Appunti di lettura da
Roberto Maragliano
Parlare le immagini. Punti di vista, Apogeo, Milano 2008.
1. Prima espressione chiave: Le tecnologie si presentano come una mediazione ineliminabile
«Si può, infatti, pensare a un livello zero dell’esperienza, in cui non compaia alcun elemento di intermediazione, nessuna parvenza diretta o indiretta di media? La mia risposta è no. Dunque, se si vuole parlare di formazione, non si potrà farlo escludendo il tema della mediazione, il tema dei media» (p. 12).
2. Seconda espressione chiave: Multimedialità
La multimedialità viene definita come «sia il processo di integrazione tra i codici che viene dall’essere tutti noi esposti, attualmente, a una pluralità di mezzi (ciascuno specializzato in uno e più codici), sia la famiglia dei media digitali (la cui prerogativa principale consiste nell'offrire ambienti in cui tale integrazione di codici avviene nel modo di gran lunga più autonomo, concentrato e costruttivo, tra quanti ambienti mediali l’uomo ha potuto fin qui conoscere e praticare» (p. 12).
Inizialmente spiazzante la collocazione della multimedialità tra scrittura e suono: «la multimedialità prevede due assi: precisamente, l’asse della scrittura e l’asse del suono» che però da intendere come paradigmi delle categorie di staticità e mobilità. Infatti la multimedialità è in qualche modo «generata dall'incontro […] di due matrici di esperienza, che assumo dunque nel loro valore di paradigmi: da un lato la matrice che fa dell’esperienza (conoscitiva e affettiva e sociale: antropologica in senso lato) qualcosa di fissabile, delimitabile, analizzabile, scomponibile, come è la percezione che noi abbiamo della scrittura (soprattutto quella a stampa), e dall'altro la matrice che fa dell’esperienza (conoscitiva ecc.) qualcosa di mobile, aperto, includente e globalizzante, come è il rapporto che noi stabiliamo con il suono e che il suono stabilisce con noi»( p. 13).

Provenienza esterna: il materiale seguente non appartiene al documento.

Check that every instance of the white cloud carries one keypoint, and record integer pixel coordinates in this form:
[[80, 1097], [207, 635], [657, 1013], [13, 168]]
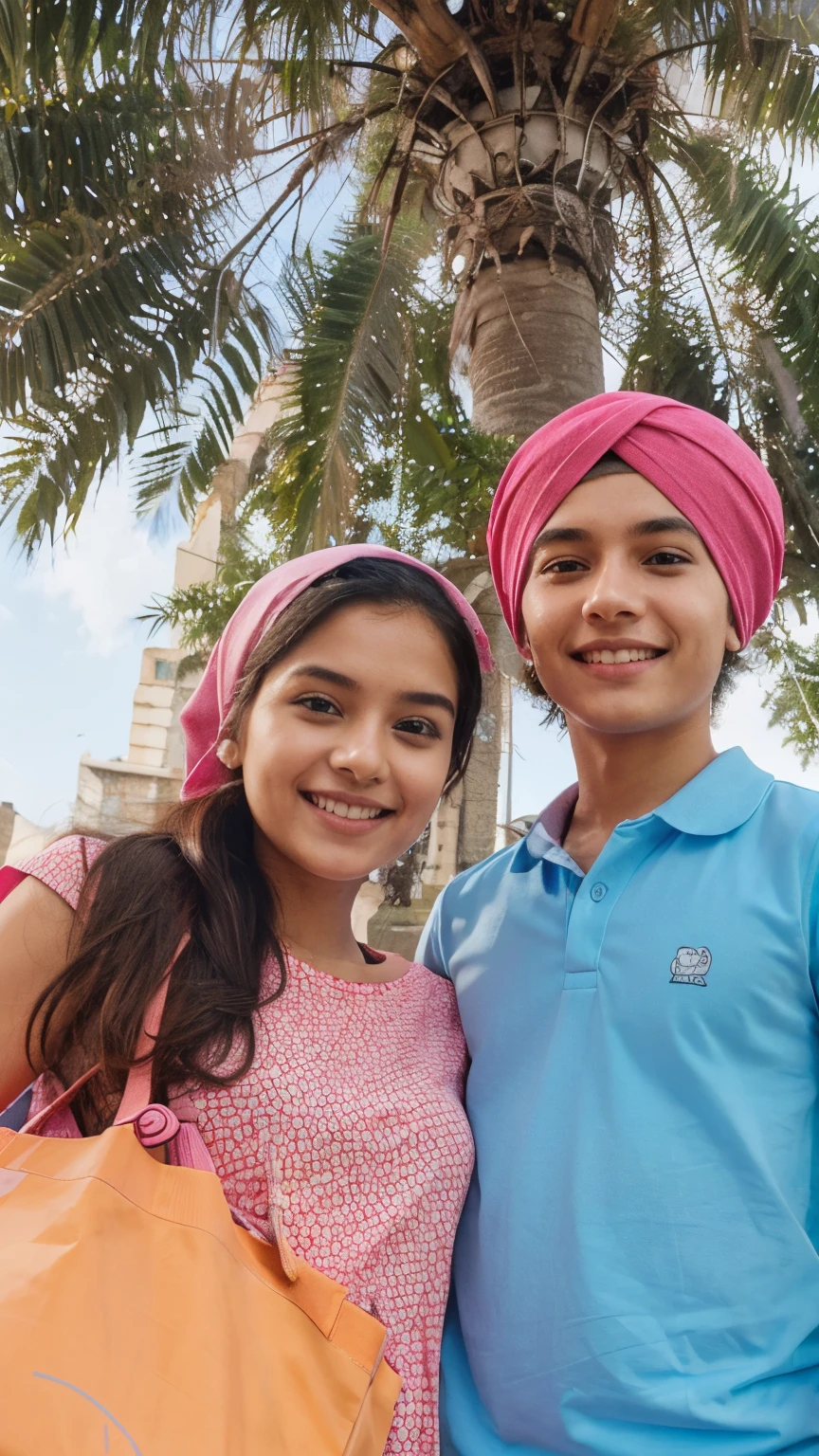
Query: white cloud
[[108, 571]]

3. Terza espressione chiave: Immagine
3.1 Tra statico e dinamico
Maragliano attribuisce una importanza centrale alla differenza tra immagine statica e immagine dinamica. L’immagine statica è assimilabile alla scrittura: nel momento in cui la si legge, come nella scrittura, si richiede una «condotta astrattiva» in cui i confini tra soggetto e oggetto sono ben distinti. Al contrario l’immagine dinamica richiede una «condotta immersiva» simile all'ascolto partecipato, dove la distanza propria della lettura viene meno e «il soggetto entra in risonanza (o in dissonanza) con l’oggetto, prende parte ad esso, anzi ne è parte» (p. 22).

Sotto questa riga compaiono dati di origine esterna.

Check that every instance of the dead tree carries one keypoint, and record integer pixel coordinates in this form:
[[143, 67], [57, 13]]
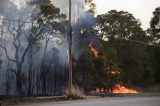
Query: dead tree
[[16, 31]]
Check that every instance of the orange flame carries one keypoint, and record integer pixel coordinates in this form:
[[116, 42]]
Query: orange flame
[[122, 89], [118, 88], [93, 49]]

3.2 Le immagini (soprattutto quelle dinamiche) inquietano
«Le immagini inquietano perché sono aperte e dirette, perché lasciano poco spazio e tempo alle meditazioni interpretative: questo è quanto sostengono i critici. Le immagini inquietano perché mettono in scena la molteplicità/complessità dei giochi che si attuano nell’intendere e praticare quel terzo spazio (l’immaginario) che sta tra mondo esteriore e mondo interiore, dove le matrici della scrittura e del suono operano insieme, e dove trionfa l’ibrido è quanto sostengo io» (p. 25).
3.3 La forza tattile dell’immagine
«l’immagine arriva a colpire con una forza tattile che non è inferiore a quella che viene da un evento sonoro: ambedue muovono o commuovono, risuonano e fanno risuonare; non solo e non tanto “trasmettono”, quanto “producono” movimento; ambedue aprono» (p. 109). La scrittura, a meno che non si faccia essa stessa immagine (logo, calligrafia…) non ha lo stesso potenziale.

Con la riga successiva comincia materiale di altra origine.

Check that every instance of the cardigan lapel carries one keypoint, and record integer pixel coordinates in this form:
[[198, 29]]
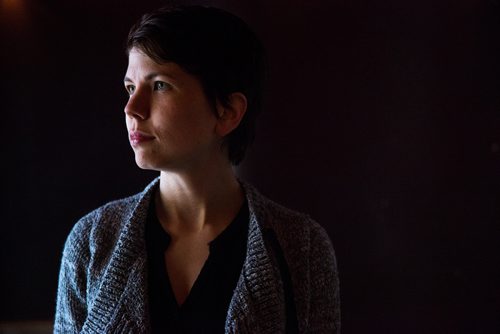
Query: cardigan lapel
[[120, 305], [258, 301]]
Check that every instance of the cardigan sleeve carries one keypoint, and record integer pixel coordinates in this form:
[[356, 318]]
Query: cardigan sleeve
[[324, 316], [71, 309]]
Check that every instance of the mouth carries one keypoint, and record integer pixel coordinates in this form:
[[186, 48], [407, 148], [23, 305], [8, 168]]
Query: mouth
[[137, 137]]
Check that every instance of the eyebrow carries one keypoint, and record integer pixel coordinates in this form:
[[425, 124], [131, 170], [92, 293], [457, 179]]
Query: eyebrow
[[151, 76]]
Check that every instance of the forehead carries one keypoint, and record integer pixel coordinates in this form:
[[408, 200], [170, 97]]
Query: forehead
[[141, 65]]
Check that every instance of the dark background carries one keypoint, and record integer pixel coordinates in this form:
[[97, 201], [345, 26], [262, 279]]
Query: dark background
[[382, 121]]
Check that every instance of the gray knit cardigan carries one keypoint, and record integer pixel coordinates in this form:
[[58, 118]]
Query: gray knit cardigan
[[102, 282]]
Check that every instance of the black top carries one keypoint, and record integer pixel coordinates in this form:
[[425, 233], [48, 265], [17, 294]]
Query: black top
[[205, 308]]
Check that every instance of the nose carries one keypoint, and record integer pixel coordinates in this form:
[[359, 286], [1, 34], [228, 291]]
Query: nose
[[138, 105]]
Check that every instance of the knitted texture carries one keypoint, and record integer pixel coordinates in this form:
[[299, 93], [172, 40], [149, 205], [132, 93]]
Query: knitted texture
[[102, 281]]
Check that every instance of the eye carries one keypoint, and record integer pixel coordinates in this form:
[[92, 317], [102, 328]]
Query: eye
[[130, 89], [160, 85]]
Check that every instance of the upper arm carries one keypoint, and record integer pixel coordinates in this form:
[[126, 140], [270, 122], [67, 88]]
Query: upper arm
[[71, 309], [324, 314]]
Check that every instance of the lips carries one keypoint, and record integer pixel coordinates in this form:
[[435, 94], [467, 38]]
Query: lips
[[139, 137]]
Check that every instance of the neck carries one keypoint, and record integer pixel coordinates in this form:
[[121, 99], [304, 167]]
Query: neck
[[192, 201]]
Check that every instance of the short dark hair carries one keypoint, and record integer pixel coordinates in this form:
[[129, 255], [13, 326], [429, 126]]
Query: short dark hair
[[215, 46]]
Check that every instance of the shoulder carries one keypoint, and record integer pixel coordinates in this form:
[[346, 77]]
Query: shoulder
[[100, 228], [292, 228]]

4.Quarta espressione chiave: Contro l’iconofobia
«Dando ascolto ai contemporanei fustigatori dei linguaggi iconici, soprattutto quelli centrati sul movimento (ammettetelo: cinema e videogiochi sono osteggiati oggi con più virulenza di quanto non fossero ieri i fumetti o i libri illustrati), si evince che la causa prima dell’imbarbarimento culturale, e non solo, di cui risultiamo essere tutti vittime ormai […] sta tutta nell'affermazione della cosiddetta “civiltà dell’immagine” (che poi tutto sarebbe, secondo costoro, fuorché civiltà), e nella supremazia, che essa ha definitivamente e irrimediabilmente assicurato, di un rapporto diretto, facile, immediato con le cose e le loro rappresentazioni, ben diverso da quella nobile relazione con il mondo intessuta di filtri, fatica, complessità, meditazione quale garantisce (garantiva!) solo l’assidua ed esclusiva consuetudine con la lingua, in particolare con quella scritta» (pp. 23-24). Proseguendo nell'analisi dell'iconofobia, la sua origine è legata al rifiuto delle immagini dinamiche e della partecipazione emotiva che tali immagini richiedono.